Une intolérance au lactose chez certains adultes
Pour autant, pour une bonne partie de la population mondiale, ces recommandations sont à relativiser. En effet, selon une étude réalisée à l'université de Bergen (Norvège) et publiée en 2017 dans la revue The Lancet, 68% de la population sur Terre est intolérante au lactose à l'âge adulte. Si, à la naissance, les nourrissons synthétisent une enzyme, la lactase, qui permet au lactose contenu dans le lait d'être digéré, à l'âge adulte, les humains, comme tous les mammifères, n'ont plus besoin de boire le lait de leur mère. La plupart perdent donc leur capacité à sécréter de la lactase, ce qui les rend intolérants au lactose, rappellent ces travaux scientifiques.

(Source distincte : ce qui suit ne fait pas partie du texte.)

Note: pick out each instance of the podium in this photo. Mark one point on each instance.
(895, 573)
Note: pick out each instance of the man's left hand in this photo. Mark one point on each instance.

Ce phénomène est particulièrement marqué dans certaines régions du monde, comme l'Asie, le Moyen-Orient ou l'Afrique subsaharienne. En revanche, en Europe du Nord, la majorité de la population peut digérer le lactose. Au Danemark, seule 4% de la population est intolérante au lactose, selon The Lancet. Comment expliquer cette spécificité ? D'après le Muséum national d'histoire naturelle, cette capacité à boire du lait vient d'une mutation génétique héréditaire, qui permet de synthétiser de la lactase tout au long de la vie. Avec la domestication et le développement de l'élevage, les ancêtres des Nord-Européens avaient du lait animal à leur disposition. Lors des famines, être capable de boire du lait sans tomber malade était un avantage évolutif. Le gène responsable de la mutation s'est ainsi transmis au point de devenir majoritaire dans la population, explique une étude parue dans la revue Nature en juillet 2022.
Le verre de lait est donc fortement déconseillé pour une très grande partie de la population mondiale. En ce qui concerne les yaourts et les fromages, quasiment tous les adultes peuvent en consommer, car lors de la fermentation de ces laitages, le lactose disparaît presque totalement. Enfin, le calcium peut aussi se trouver dans d'autres aliments non dérivés du lait, à l'instar du chou fermenté. Le kimchi sud-coréen, par exemple, est, comme l'explique une étude parue en 2017, riche en calcium et très consommé dans certains pays d'Asie.